Your Turn: Extensions

  • Option A (generate the primes). The §25.4 Project Checkpoint notes a full rsa_keygen(bits) that generates random primes of a given bit length using primality testing from numbertheory.py. Write the wrapper (do not execute it): pick a bit length, sketch how you would draw a random odd integer and test it for primality, and explain why two fresh, independent primes per key pair matters (recall the §25.6 "never share a modulus" pitfall).

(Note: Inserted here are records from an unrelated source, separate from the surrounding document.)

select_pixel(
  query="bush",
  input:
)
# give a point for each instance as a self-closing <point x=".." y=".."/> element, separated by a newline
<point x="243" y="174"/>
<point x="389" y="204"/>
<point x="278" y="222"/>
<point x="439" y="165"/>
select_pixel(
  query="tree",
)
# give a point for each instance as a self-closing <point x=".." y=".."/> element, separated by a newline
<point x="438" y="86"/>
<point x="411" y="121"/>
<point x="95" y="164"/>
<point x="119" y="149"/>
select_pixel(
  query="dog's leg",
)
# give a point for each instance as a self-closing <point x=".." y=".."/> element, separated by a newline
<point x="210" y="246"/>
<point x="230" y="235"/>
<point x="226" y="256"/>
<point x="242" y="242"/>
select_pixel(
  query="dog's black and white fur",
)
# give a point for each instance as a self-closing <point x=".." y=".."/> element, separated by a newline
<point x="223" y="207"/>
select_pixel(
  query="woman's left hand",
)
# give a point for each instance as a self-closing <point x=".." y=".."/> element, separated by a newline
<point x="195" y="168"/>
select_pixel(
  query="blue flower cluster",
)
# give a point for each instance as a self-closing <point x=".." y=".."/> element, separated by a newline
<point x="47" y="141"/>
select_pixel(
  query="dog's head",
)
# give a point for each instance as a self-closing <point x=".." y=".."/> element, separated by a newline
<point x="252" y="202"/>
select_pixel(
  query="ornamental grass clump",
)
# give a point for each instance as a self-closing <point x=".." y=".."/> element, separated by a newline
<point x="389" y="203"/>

  • Option B (round-trip a full word). Extend the hand build to encrypt "YES" (ASCII $89, 69, 83$) under $(391, 5)$. Compute all three ciphertext blocks by repeated squaring, then verify one of them decrypts correctly via the CRT path. Tabulate your work like Phase 3.

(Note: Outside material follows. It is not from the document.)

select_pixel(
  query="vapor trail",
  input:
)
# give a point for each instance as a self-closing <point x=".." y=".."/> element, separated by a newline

  • Option C (add the signature mode — toward Chapter 39A). §25.6 notes that RSA run backwards — signer raises the message to $d$, anyone verifies by raising to $e$ — produces a digital signature. Using the NoteDrop key, "sign" the block $m = 72$ by computing $s = 72^{141}\bmod 391$ (use the CRT path), then verify $s^{5} \equiv 72 \pmod{391}$. Explain in one sentence why only the holder of $d$ could have produced $s$. This is the seed of Capstone Track A.
  • Option D (encoding robustness). Replace the one-char-per-block encode with a base-256 packing that fits as many bytes as $n$ allows, with explicit padding to a fixed block width. State the invariant your encode/decode pair must satisfy (decode∘encode = identity) and the bound each block must respect ($0 \le m < n$).

Key Takeaways

  1. RSA is small enough to build in full. Key generation (extended Euclid for $d$), encoding, encryption ($m^{e}\bmod n$), and decryption ($c^{d}\bmod n$) compose into a working public-key tool in a few dozen lines — the §25.4 core wrapped in encoding and message handling.

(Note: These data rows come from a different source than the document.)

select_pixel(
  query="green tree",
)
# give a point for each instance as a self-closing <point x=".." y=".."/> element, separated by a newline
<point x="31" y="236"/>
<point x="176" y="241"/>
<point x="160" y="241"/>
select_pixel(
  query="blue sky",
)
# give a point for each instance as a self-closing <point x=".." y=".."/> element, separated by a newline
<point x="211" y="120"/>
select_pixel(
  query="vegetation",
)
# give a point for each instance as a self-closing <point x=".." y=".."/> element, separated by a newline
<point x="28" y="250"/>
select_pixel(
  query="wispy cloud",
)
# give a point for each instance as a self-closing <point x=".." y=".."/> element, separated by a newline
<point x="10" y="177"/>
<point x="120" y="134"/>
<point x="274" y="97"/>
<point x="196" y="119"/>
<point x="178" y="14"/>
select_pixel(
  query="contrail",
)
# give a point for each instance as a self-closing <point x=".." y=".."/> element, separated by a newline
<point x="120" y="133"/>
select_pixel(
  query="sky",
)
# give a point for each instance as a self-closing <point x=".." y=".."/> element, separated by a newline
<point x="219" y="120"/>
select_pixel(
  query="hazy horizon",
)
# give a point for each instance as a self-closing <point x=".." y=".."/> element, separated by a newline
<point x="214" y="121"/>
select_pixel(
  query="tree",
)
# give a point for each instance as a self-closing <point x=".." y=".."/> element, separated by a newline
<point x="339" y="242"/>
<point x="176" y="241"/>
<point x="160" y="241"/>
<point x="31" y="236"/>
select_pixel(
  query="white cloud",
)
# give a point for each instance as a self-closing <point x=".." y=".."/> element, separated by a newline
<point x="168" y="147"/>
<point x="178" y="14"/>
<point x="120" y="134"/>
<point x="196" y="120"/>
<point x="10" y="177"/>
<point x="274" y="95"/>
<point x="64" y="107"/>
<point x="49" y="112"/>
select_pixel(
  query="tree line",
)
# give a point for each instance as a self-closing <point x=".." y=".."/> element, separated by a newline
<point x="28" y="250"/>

  2. Each component has a stated correctness contract. mod_inverse returns $d$ with $ed \equiv 1 \pmod{\phi(n)}$ *because* $\gcd(e,\phi(n))=1$ (Chapter 23); the round trip closes because of the §25.5 theorem. Build, then state why it is right.
  3. The CRT decryption is the §25.5 proof, executed. Decrypting mod $p$ and mod $q$ and gluing with CRT is both the rigorous general-case proof and the real-world $\sim 4\times$ speedup — the same structure, doing double duty.
  4. Block size is governed by $0 \le m < n$. Encoding must keep every block below the modulus; this is why real RSA uses thousands-of-bit moduli and why our toy build encodes one character at a time.
  5. A correct build is not yet a secure one. NoteDrop works perfectly and is still textbook RSA — deterministic and unpadded. Correctness (Phases 4–5) and security (the §25.6 additions: padding, standard exponent, fresh modulus) are separate jobs; Chapter 39's capstone adds the second.